Adopting the language of that case as applicable to the case at bar, we hold, “that in an action brought for deterioration in the value of real estate, from a nuisance of a permanent character, all damages for past and future injury to the property may be recovered, and that one recovery in such action will be a bar to all future actions for the same cause.” In this case, as in the last cited case, we might also say: “The cause of damage here is not a nuisance proper,” though the line of reasoning, whether or not it be actually a nuisance in law, is the same. We are not prepared to hold, that the operation of a stone quarry as an adjunct of the penitentiary is in law, a nuisance, yet, following the language of that opinion, “we think it to be within the true intent and meaning of this provision as to damage (the constitutional provision that private property shall not be taken or damaged for public use, without just compensation), that there should be but One proceeding for recovery of damage, *231in which there should be recovery for the entire damage, past, present and future; that it should be similarly regarded, in this respect, as the provision in regard to the taking of property, where there is but one proceeding, and an assessment of compensation and damages once for all.”

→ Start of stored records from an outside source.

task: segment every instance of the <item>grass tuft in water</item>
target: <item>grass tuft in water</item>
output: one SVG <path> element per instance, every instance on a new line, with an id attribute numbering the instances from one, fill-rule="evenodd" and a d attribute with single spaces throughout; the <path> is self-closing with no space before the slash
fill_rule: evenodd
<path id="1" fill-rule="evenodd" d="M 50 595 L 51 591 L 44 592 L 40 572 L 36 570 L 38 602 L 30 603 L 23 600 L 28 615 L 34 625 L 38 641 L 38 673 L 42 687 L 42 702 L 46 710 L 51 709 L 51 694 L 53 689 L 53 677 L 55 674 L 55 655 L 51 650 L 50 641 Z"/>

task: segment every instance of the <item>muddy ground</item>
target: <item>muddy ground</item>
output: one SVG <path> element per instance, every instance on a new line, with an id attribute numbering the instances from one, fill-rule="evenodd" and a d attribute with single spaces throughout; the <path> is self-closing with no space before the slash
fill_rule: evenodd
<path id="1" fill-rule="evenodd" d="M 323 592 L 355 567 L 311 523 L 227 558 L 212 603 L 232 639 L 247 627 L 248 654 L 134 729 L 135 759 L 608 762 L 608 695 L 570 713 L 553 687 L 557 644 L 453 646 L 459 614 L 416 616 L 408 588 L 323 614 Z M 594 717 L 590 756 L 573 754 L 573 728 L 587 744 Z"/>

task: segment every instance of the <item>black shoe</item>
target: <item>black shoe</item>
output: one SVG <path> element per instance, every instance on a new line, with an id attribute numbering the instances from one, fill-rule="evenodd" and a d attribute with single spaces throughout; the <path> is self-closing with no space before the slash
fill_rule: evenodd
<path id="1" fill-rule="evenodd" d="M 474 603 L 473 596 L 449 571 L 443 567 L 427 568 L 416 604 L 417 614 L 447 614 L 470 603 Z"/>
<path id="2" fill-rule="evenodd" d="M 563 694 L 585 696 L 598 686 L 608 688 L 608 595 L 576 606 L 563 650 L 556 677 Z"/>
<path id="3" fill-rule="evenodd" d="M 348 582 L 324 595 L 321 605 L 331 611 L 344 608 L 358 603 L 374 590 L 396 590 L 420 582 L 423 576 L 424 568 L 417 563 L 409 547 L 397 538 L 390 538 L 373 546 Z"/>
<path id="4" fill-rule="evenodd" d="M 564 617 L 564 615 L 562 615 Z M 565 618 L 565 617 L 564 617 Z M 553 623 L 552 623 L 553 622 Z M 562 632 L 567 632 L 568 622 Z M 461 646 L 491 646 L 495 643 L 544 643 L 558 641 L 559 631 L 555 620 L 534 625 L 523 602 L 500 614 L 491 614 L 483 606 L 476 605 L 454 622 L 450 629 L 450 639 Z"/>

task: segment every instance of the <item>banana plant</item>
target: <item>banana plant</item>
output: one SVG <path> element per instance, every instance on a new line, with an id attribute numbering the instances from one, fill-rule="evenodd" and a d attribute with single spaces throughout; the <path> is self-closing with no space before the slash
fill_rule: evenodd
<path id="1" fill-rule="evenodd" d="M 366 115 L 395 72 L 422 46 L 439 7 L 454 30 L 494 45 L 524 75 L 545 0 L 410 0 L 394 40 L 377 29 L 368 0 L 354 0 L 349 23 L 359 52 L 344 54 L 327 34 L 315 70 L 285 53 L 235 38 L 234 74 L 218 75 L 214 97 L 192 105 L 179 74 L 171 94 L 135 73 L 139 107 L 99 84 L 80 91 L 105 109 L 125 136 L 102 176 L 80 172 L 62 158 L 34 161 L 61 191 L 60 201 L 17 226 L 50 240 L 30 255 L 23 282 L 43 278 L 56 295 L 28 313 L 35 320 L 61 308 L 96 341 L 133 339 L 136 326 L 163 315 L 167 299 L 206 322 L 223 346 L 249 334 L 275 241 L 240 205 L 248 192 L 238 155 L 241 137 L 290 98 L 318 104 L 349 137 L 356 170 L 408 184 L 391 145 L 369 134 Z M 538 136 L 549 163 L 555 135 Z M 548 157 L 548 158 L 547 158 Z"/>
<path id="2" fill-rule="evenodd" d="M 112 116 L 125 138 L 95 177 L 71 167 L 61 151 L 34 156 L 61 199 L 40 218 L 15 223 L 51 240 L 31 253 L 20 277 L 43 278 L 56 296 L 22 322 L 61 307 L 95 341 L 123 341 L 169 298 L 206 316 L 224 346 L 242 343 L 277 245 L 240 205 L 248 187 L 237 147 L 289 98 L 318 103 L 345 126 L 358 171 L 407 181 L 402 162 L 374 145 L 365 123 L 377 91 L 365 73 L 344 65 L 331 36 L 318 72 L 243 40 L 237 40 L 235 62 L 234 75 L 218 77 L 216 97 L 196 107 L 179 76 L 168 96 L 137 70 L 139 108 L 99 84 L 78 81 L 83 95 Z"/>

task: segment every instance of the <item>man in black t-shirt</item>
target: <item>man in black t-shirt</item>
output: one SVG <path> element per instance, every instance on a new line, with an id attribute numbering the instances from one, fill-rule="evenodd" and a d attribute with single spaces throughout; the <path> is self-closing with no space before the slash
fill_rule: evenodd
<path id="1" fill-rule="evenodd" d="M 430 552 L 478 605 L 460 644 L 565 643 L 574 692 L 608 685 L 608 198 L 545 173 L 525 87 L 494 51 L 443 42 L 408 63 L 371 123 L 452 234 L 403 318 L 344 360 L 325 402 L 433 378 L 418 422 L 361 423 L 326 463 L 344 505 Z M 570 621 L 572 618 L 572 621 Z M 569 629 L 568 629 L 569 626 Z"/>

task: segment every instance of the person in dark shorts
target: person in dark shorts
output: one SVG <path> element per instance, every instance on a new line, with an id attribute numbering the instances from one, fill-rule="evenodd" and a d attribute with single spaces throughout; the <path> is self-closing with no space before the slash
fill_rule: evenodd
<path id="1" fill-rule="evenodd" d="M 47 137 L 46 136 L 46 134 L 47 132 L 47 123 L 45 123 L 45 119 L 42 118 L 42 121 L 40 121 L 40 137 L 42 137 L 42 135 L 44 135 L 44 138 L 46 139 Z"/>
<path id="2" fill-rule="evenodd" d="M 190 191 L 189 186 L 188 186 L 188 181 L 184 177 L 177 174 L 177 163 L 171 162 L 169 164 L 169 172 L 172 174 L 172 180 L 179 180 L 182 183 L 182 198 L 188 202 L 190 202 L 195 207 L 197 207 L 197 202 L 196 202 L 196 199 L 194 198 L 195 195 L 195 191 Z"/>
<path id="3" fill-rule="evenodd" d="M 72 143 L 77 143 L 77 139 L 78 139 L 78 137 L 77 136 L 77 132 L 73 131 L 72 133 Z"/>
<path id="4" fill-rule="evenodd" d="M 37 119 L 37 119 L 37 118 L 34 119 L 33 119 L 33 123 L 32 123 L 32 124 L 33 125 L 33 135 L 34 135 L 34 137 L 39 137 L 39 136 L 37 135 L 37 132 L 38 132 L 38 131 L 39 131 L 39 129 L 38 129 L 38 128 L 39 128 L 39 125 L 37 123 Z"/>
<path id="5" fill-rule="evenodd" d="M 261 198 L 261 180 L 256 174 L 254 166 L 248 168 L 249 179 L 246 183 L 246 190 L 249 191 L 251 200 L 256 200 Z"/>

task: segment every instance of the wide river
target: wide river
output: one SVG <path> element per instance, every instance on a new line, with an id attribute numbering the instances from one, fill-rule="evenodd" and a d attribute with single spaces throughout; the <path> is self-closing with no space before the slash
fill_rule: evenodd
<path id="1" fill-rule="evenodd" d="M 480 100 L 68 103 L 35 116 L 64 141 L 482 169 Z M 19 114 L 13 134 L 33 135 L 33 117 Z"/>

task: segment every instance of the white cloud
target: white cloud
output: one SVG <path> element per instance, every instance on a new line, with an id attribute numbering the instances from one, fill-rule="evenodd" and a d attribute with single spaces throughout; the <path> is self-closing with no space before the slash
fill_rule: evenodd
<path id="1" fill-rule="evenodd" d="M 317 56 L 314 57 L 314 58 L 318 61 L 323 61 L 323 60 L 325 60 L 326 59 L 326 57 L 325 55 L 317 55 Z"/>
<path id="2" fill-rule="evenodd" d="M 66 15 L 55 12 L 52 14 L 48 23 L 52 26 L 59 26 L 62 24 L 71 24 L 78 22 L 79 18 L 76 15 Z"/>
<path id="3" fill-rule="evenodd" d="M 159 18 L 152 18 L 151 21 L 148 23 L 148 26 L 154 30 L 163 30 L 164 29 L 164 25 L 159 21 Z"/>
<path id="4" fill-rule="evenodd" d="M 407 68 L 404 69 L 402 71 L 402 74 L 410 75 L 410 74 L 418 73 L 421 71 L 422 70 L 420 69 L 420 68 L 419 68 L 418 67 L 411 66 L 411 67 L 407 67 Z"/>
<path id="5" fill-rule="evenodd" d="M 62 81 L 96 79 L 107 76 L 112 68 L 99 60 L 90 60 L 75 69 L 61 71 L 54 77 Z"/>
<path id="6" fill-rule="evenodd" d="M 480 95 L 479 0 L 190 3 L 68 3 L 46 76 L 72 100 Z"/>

In view of the fact that this stone quarry was not being operated as such and in the manner complained of at the time claimant bought his property and made his improvements, but on the contrary all the damage sustained by reason of the operation of the quarry was sustained since such time, there must be a recovery by claimant in this case and the measure of damages is the depreciation, if any, in the fair cash market value of the premises.

Witnesses for claimant, fix upon varying figures as their estimates of damages, and differ as to the reasons for their estimates of the damages as fixed by them. Two witnesses place the damage at fifty per cent of the original value, due to the fact, that there is a quarry, and the fact that stones are thrown on claimant’s property. Claimant himself, includes in his estimate of damage, the fact that property in the vicinity is not improving as regards price, because of the location of the quarry. On the part of the State, one witness, a real estate agent, placed the value of the property, at twenty-three hundred ($2,300.00) dollars, and estimates the damage at not more than three hundred ($300.00) to five hundred ($500.00) dollars, and another witness for the State places the damage at five hundred ($500.00) dollars. Both witnesses for the State are real estate men, and claimant’s witnesses are his neighbors and friends or people interested in the result of this case.

We have carefully examined the evidence on the question of damage, and conclude, that claimant should have a recovery from the State of Illinois, as his just damage, in the sum of seven hundred fifty ($750.00) dollars.